Description
Logstash information:
Please include the following information:
- Logstash version (e.g.
bin/logstash --version
) any - Logstash installation source (e.g. built from source, with a package manager: DEB/RPM, expanded from tar or zip archive, docker)
- How is Logstash being run (e.g. as a service/service manager: systemd, upstart, etc. Via command line, docker/kubernetes)
Plugins installed: (bin/logstash-plugin list --verbose
)
JVM (e.g. java -version
):
If the affected version of Logstash is 7.9 (or earlier), or if it is NOT using the bundled JDK or using the 'no-jdk' version in 7.10 (or higher), please provide the following information:
- JVM version (
java -version
) - JVM installation source (e.g. from the Operating System's package manager, from source, etc).
- Value of the
LS_JAVA_HOME
environment variable if set.
OS version (uname -a
if on a Unix-like system):
Description of the problem including expected versus actual behavior:
When BufferedTokenizer is used to dice the input, after a buffer full error, the input should be consumed till next separator and start correctly with the data after that separator
Steps to reproduce:
Mostly inspired by logstash-plugins/logstash-codec-json_lines#45 (comment)
- Configure Logstash to use the json_lines codec present in PR Re-established previous behaviour without a default limit for 'decode_size_limit_bytes' logstash-plugins/logstash-codec-json_lines#45
In Gemfile add:
gem "logstash-codec-json_lines", :path => "/path/to/logstash-codec-json_lines"
- From shell run
bin/logstash-plugin install --no-verify
- start Logstash with following pipeline
input {
tcp {
port => 1234
codec => json_lines {
decode_size_limit_bytes => 100000
}
}
}
output {
stdout {
codec => rubydebug
}
}
- Use the following script to generate some load
require 'socket'
require 'json'
hostname = 'localhost'
port = 1234
socket = TCPSocket.open(hostname, port)
data = {"a" => "a"*105_000}.to_json + "\n"; socket.write(data[0...90_000])

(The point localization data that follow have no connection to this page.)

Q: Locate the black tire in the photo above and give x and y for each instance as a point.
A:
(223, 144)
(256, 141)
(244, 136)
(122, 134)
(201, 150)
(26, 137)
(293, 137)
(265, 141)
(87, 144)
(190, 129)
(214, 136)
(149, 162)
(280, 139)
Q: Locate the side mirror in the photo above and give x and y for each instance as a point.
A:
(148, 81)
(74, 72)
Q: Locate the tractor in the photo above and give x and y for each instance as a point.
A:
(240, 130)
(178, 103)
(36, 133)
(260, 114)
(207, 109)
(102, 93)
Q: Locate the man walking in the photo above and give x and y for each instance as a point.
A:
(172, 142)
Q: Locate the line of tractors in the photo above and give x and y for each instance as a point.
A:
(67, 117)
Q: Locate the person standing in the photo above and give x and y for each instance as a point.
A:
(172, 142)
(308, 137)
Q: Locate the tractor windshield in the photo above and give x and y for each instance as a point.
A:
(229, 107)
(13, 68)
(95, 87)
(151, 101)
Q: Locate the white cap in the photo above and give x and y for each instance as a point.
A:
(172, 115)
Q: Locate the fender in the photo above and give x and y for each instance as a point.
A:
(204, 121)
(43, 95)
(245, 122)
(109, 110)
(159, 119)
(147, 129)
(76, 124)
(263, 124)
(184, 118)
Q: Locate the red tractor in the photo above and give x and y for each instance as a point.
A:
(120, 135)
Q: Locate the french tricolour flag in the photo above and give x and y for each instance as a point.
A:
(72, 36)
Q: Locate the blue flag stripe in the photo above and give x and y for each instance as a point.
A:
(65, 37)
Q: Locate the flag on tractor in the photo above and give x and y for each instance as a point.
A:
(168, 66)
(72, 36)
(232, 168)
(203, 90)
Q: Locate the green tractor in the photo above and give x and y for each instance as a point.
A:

data = {"a" => "a"*105_000}.to_json + "\n"; socket.write(data[90_000..] + "{\"b\": \"bbbbbbbbbbbbbbbbbbb\"}\n")
socket.close
Provide logs (if relevant):
Logstash generates 3 ebents:
{
"message" => "Payload bigger than 100000 bytes",
"@version" => "1",
"@timestamp" => 2024-10-01T10:49:55.755601Z,
"tags" => [
[0] "_jsonparsetoobigfailure"
]
}
{
"b" => "bbbbbbbbbbbbbbbbbbb",
"@version" => "1",
"@timestamp" => 2024-10-01T10:49:55.774574Z
}
{
"a" => "aaaaa......a"
"@version" => "1",
"@timestamp" => 2024-10-01T10:49:55.774376Z
}
Instead of 2, one with the _jsonparsetoobigfailure
error for the message made of a
and then a valid with b
s.
The extended motivation is explained in logstash-plugins/logstash-codec-json_lines#45 (comment)